Jessica Sage is an actor, director, playwright, theater instructor, and producer. She has numerous theater, movie, and television roles to her credit — notably a lengthy stints on daytime soap opera “General Hospital” — and has directed over 35 theatrical productions.

Since moving to Ashland nearly three years ago, Jessica has acted in “Annapurna” and was co-producing artistic director of Oregon Stage Works. She also directed “A Midsummer Night’s Dream” at Ashland High School. Now as the founder and artistic director of the Rogue Theatre Company, she is a tenacious new presence in the regional theater community.
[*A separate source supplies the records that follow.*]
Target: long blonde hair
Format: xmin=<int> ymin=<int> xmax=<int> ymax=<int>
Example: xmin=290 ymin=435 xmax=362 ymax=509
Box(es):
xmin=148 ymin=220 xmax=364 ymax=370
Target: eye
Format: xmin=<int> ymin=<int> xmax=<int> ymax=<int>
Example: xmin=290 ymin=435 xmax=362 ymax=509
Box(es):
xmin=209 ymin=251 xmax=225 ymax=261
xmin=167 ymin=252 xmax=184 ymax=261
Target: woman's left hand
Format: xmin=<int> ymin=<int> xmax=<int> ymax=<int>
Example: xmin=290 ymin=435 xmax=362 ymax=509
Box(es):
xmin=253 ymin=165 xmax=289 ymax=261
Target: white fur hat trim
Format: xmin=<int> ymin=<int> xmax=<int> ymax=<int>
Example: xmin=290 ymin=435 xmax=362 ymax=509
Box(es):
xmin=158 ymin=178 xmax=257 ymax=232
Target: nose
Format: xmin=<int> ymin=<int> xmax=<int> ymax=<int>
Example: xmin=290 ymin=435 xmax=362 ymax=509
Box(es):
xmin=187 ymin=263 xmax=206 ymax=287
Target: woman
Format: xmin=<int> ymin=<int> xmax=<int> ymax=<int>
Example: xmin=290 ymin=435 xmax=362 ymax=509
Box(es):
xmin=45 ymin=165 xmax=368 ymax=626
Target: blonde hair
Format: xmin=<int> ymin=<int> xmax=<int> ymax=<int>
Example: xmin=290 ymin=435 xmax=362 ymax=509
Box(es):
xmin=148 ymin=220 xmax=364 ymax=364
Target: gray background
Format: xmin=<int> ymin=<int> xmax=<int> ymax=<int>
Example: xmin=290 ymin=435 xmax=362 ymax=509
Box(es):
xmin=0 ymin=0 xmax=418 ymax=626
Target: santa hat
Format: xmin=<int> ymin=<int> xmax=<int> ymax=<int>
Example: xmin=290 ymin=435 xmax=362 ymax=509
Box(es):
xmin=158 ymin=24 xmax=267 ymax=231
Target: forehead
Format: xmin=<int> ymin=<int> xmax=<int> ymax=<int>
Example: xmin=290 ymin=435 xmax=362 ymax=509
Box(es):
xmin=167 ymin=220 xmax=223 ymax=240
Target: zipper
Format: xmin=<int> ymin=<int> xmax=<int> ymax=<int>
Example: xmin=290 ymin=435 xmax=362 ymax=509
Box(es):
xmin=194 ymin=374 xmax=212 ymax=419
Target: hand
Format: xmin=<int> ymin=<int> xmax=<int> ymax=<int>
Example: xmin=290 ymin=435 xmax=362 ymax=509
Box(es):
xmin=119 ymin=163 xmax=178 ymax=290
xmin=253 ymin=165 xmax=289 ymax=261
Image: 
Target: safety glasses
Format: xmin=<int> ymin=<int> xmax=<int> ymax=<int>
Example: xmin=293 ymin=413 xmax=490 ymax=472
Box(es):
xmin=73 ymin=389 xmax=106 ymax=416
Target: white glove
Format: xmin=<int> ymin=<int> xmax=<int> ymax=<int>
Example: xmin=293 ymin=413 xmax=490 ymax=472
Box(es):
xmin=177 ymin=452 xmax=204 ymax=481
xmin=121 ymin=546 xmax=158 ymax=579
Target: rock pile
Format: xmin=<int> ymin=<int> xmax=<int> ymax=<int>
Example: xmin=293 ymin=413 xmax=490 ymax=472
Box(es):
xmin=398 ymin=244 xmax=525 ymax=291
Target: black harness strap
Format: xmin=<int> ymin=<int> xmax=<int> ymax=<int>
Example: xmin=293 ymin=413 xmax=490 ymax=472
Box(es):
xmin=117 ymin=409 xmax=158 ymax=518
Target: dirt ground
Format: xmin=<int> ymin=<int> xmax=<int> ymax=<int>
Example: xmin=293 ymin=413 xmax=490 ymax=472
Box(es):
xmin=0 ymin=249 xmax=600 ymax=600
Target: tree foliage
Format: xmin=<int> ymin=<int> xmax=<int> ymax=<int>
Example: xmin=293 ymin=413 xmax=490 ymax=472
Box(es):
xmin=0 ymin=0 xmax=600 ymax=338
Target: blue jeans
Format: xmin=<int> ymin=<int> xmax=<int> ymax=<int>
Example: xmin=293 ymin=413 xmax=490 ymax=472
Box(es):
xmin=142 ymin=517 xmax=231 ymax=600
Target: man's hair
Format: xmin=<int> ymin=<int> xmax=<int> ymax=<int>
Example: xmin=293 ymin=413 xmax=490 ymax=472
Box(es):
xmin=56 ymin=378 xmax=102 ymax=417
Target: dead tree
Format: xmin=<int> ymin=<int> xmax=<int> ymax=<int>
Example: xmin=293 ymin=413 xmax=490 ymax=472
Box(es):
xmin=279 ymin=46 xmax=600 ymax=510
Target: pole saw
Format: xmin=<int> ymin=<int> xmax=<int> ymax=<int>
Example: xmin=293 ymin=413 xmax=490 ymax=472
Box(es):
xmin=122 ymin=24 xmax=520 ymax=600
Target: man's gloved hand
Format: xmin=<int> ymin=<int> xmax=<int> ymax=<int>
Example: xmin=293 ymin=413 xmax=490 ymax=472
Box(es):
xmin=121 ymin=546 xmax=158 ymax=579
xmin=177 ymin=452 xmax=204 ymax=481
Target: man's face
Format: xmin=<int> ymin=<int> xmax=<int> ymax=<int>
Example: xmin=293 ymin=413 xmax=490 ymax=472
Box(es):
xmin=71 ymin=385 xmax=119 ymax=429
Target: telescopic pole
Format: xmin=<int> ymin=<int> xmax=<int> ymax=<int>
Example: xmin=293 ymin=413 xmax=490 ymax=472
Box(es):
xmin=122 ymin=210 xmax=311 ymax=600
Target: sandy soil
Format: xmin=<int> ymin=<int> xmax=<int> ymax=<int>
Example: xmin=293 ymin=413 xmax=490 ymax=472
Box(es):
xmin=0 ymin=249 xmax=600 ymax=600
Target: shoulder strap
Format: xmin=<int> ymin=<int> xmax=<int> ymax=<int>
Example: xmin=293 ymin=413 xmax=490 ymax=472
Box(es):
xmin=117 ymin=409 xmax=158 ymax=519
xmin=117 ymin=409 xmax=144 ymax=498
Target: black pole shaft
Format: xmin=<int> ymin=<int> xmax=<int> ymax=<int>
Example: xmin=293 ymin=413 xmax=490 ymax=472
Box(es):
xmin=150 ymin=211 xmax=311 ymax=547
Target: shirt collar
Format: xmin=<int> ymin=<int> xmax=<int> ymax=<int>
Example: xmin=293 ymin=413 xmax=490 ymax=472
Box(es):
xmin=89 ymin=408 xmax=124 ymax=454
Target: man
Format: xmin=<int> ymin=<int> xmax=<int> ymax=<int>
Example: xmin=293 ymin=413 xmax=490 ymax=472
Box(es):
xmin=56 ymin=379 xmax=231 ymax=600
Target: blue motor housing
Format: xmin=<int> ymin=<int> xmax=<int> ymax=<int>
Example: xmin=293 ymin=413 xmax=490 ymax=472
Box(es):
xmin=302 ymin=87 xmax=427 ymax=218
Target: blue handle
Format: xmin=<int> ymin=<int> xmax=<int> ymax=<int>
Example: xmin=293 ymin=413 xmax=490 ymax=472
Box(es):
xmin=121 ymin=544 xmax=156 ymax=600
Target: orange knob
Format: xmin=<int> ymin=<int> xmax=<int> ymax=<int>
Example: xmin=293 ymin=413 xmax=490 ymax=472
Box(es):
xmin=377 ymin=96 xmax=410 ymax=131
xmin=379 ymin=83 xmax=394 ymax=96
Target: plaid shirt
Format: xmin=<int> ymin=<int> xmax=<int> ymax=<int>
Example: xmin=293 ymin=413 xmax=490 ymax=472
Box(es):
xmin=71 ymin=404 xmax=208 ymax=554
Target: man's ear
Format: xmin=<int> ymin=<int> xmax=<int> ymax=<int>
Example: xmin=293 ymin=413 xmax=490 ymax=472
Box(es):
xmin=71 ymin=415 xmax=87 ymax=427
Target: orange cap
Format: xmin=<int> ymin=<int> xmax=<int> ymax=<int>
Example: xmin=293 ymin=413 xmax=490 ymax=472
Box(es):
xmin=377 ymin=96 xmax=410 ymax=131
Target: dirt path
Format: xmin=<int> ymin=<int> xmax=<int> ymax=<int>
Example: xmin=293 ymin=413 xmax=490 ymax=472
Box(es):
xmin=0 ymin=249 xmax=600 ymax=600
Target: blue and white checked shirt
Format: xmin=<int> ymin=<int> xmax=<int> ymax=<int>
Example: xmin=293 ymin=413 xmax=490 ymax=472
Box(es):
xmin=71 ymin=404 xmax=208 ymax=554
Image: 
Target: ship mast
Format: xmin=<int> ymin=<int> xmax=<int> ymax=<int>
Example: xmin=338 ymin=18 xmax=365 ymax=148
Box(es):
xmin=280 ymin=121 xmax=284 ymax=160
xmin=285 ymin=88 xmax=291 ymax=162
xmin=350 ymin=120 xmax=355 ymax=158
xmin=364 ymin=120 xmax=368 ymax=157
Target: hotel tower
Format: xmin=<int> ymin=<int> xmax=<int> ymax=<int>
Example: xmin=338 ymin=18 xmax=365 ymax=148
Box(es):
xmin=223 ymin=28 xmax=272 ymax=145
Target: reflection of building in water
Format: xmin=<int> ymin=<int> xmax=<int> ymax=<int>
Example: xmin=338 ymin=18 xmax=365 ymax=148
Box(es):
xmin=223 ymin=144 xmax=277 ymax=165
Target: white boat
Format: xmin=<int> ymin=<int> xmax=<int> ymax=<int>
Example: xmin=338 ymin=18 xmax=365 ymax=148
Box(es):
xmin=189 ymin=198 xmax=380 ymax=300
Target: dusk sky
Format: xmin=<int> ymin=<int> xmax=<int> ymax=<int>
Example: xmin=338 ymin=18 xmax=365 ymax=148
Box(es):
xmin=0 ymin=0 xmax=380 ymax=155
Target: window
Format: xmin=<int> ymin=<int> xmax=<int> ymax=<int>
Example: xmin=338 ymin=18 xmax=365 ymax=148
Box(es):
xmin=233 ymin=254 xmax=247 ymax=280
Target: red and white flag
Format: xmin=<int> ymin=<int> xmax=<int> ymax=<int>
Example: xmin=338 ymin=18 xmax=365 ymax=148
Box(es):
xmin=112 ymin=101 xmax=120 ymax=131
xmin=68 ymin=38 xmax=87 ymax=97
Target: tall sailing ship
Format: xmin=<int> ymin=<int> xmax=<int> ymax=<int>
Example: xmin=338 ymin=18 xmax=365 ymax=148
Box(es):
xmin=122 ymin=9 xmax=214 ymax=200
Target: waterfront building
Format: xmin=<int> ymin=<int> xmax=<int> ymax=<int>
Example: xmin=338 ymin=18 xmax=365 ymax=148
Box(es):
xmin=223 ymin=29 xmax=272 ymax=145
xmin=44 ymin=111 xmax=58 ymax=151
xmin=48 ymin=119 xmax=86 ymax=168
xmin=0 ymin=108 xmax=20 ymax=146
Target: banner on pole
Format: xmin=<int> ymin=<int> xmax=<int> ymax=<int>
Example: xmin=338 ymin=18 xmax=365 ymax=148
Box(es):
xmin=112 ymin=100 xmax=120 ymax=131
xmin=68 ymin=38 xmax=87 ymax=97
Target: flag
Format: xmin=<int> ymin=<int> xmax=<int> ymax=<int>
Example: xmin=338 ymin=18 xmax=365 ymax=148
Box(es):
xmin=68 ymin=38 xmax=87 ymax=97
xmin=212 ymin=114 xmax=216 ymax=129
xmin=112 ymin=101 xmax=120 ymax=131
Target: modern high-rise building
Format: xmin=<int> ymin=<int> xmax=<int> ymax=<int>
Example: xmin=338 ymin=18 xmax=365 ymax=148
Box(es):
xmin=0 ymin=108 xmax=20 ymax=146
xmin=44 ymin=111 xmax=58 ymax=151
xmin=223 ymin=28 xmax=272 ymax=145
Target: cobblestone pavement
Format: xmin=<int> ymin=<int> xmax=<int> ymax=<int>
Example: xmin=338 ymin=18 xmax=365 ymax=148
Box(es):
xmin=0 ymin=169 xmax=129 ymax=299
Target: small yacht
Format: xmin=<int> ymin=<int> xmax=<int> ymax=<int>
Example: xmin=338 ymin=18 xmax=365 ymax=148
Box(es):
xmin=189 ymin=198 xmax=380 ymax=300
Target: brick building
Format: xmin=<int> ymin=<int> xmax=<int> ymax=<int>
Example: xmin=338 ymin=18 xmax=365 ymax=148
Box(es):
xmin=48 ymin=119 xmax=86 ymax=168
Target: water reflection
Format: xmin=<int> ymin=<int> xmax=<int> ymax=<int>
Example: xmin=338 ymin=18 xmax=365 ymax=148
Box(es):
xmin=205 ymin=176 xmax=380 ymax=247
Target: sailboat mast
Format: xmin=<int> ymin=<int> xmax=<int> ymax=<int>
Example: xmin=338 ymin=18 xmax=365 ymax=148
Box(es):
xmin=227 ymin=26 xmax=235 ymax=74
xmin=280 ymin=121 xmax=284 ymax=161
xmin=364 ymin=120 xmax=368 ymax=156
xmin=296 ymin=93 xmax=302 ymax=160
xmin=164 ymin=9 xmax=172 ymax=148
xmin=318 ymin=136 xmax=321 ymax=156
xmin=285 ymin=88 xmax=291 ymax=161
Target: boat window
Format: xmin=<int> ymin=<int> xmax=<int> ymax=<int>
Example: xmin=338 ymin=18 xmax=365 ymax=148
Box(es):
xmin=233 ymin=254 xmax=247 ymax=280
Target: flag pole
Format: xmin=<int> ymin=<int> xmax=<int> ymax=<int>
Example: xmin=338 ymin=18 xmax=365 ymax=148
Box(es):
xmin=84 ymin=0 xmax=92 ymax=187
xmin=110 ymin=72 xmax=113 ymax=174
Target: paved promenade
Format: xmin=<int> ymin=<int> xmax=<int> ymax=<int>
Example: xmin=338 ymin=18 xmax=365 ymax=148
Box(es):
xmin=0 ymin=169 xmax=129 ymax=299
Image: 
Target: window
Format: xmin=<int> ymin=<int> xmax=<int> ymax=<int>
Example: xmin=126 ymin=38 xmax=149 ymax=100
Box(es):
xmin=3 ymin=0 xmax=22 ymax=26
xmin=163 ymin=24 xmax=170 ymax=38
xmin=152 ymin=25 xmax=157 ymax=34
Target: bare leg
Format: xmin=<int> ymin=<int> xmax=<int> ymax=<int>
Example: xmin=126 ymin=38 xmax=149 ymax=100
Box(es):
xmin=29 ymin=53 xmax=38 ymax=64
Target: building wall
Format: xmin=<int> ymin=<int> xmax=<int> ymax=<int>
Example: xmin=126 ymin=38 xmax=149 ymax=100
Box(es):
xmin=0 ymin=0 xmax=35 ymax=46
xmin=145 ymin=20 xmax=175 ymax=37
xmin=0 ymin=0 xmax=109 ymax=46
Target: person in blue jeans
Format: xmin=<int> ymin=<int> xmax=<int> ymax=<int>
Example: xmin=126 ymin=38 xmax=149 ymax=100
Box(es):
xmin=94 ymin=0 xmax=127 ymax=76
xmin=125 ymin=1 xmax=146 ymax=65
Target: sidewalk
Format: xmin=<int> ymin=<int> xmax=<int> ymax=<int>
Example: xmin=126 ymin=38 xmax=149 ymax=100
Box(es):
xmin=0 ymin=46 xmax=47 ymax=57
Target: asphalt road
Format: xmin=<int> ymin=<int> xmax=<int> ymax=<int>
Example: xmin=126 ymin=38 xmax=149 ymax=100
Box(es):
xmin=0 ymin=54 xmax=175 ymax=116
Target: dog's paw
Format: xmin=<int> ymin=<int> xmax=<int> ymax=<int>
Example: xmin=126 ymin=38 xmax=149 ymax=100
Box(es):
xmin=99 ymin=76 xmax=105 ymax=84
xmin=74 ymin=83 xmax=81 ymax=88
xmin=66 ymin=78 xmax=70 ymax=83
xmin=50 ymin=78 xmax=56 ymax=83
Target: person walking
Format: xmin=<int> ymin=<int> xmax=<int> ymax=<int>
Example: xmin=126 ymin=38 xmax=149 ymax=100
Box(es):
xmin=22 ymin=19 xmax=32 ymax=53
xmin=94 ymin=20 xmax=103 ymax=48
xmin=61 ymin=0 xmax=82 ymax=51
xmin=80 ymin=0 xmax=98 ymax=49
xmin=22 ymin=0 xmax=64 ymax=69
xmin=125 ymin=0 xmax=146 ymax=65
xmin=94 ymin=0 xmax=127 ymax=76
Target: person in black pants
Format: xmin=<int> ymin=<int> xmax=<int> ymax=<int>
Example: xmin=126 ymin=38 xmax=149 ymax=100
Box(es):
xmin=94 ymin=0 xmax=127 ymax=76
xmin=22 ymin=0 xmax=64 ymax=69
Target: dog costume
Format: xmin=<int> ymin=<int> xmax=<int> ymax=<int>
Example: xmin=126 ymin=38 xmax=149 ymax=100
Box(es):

A passionate political activist in addition to her work in the theater, Sage leans toward works that are compelling and address contemporary issues. I caught up with her to talk about her life and work.

JG: A lot has changed since we last spoke. How has the COVID-19 pandemic affected Rogue Theater Company?

JS: Talk about an understatement! Rogue Theater Company was riding a wave after the successes of “Fragments” and “’night, Mother.”

Back in March, which seems like a lifetime ago, we were days away from going into rehearsal for “A Doll’s House, Part 2.” The director, actors, designers, stage crew, and musicians were primed. We had our promo shots and video released, costumes fitted, venue at the Ashland Springs Hotel booked — we were set to go.

Then the pandemic hit and everything changed on a dime. I’ve checked in with the director (Oregon Shakespeare Festival actor Caroline Shaffer) and cast (Cate Davis, Eileen DeSandre, Peter Alzado, and Hazel James). When the time is right, everyone is eager to go back into production.

JG: Tell us about your upcoming benefit on Sept. 20.

JS: Renowned actor and director Doug Rowe approached me and my husband Barry Kraft about the two of them performing a benefit reading of “A Walk in Woods” for Rogue Theater Company. Doug directed Barry as Romeo at the Laguna Playhouse decades ago, where Doug was artistic director.

We asked Shirley Patton to read stage directions, and she graciously said yes. It’s incredible to watch these three legendary actors work their magic on stage!

I think “A Walk in the Woods” was such a successful, long-running hit on Broadway because besides being absorbing, funny, and well-written, it is deeply pertinent today. The play is ultimately about war and peace — the survivability of life on Earth in the age of nuclear weapons.

What if our leaders took a walk in the woods and talked out their differences instead of being enemies? Imagine the kind of world this would be!

The outdoor Oak Grove at Grizzly Peak Winery is the perfect setting for this play. It’s bucolic and spacious. We’ll have limited, socially distant seating. The benefit is 2 p.m. Sunday, Sept. 20, at Grizzly Peak Winery. The actors will hold a talkback after the reading. Wine and hors d’oeuvres will be served. Tickets can be purchased at roguetheatercompany.com.

JG: What do you feel is the best thing the public at large can do to help sustain the arts at this time?

JS: Money and advocacy. There are countless people whose lives have been enriched by the arts. This is a difficult financial time for many, but for those who have the means, a donation may be a lifeline for their favorite arts organizations. Or they can purchase a pay-per-view streaming of a play or an online reading.

If arts aficionados don’t step up, I fear there is going to be a catastrophic number of theater companies and other arts organizations that will not survive. As far as advocacy, we continue to see government support for the arts shrivel. If we raise our voices loud enough demanding to have a portion of our tax dollars help fund the arts, perhaps we will be heard.